54 older vilyar: the notes on this left-hand column are written in very faint pencil against specific lines of the main poem (in ink), as represented here.
55 Norolinde pirukendea: This is a version of the poem entitled ‘Nieninqe’ that Tolkien included in ‘A Secret Vice’; see p. 30. Variations between this version and the one in ‘A Secret Vice’ have been noted and commented upon in PE 16, p. 95.
56 ti: there is a bracket around ‘ti’ in red ink.
57 vilisen (nom plur): this note is written in very faint pencil against a specific line of the main poem, as represented here.
58 Oilima Markirya: This is a version of the poem with the same title Tolkien included in ‘A Secret Vice’; see pp. 27–9. Tolkien has written the word ‘prose’ above the title, and Gilson, Welden and Hostetter have hypothesized that this term ‘is perhaps meant only to describe the style of the poem, for while parts of it are rhythmical, nevertheless it differs from [other versions] in having no rhyme-scheme or regular metre, using the looser rhythms of prose instead’ (PE 16, p. 55).
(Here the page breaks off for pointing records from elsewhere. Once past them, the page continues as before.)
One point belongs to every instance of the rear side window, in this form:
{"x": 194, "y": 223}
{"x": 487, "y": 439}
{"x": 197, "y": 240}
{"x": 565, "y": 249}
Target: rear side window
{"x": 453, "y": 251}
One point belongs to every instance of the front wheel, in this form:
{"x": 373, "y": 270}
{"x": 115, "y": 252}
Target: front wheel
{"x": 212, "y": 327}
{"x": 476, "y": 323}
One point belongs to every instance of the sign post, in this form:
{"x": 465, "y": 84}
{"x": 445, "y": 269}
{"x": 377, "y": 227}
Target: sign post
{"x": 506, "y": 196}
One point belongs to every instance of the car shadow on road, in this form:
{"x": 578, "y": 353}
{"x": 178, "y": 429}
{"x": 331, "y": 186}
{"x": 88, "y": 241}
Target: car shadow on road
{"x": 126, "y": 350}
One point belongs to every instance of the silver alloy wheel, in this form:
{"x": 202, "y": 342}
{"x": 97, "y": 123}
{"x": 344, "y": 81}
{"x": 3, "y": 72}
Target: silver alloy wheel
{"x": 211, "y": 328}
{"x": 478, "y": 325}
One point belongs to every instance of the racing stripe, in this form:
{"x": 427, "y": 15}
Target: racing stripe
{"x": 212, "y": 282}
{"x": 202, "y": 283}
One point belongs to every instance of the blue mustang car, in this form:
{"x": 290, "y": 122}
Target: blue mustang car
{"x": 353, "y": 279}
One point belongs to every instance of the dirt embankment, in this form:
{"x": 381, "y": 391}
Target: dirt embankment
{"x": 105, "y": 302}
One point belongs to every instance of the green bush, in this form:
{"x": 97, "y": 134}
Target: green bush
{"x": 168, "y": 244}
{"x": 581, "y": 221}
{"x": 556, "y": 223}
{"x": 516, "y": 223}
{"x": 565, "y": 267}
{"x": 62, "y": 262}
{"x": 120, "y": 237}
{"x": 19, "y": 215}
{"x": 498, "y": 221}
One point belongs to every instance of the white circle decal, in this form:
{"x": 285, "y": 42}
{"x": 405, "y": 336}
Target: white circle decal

This description of style is also valid for the other two versions of the poem presented in this volume.
59 hui oilimante?: this is written in pencil directly underneath ‘hui oilima’ and is probably an alternative form of these two words. Tolkien has also added a ‘transpose’ line that indicates that he was also contemplating the version ‘oilimante hui’.
60 Man Kiluva: the notes starting with this line are on the right-hand margin of the page. Some are related to the poem, others seem entirely random (see notes on several of them).
61 Peltakse: This word seems unrelated to the poem. It is most likely a form of the Qenya word peltas meaning ‘pivot’, the plural of which is ‘peltaksi’ as found in The Etymologies (Lost Road, p. 380).
62 Rustom Pasha: a form of the name Rüstem Pasha Opuković (1500–1561), Ottoman Croatian statesman who served as the grand vizier of the sultan Suleiman the Magnificent and married one of the Sultan’s daughters.
63 ARTUR: This is a form of the name Arthur.
64 DÁIL EIREANN: Irish for ‘The Irish Assembly’. Note that an accent is missing from ‘E’ in the word ‘Eireann’ (compare with rendition below).
65 ÉIREANN: Irish for Ireland.
66 ARTU: This is a form of the name Arthur.
67 Mer hefir Sigurðr … alla logna: Four lines from the Brot of Sigurðarkviða, the fragment of a lay of Sigurd of which only 20 lines are preserved. Tolkien translates these lines as follows:
oaths he swore me,
oaths he swore me,
all belied them; …’
(S&G, p. 168)
According to Christopher Tolkien’s commentary in The Legend of Sigurd and Gudrún, Tolkien believed that the Brot fragment indicated the sad loss of ‘an old and very vigorous poem’ and he cites the four lines that appear here as having ‘supreme vigour and economical force’ (Sigurd, p. 233). Tolkien may have been thinking of using these lines here as another example of the power of the poetic form.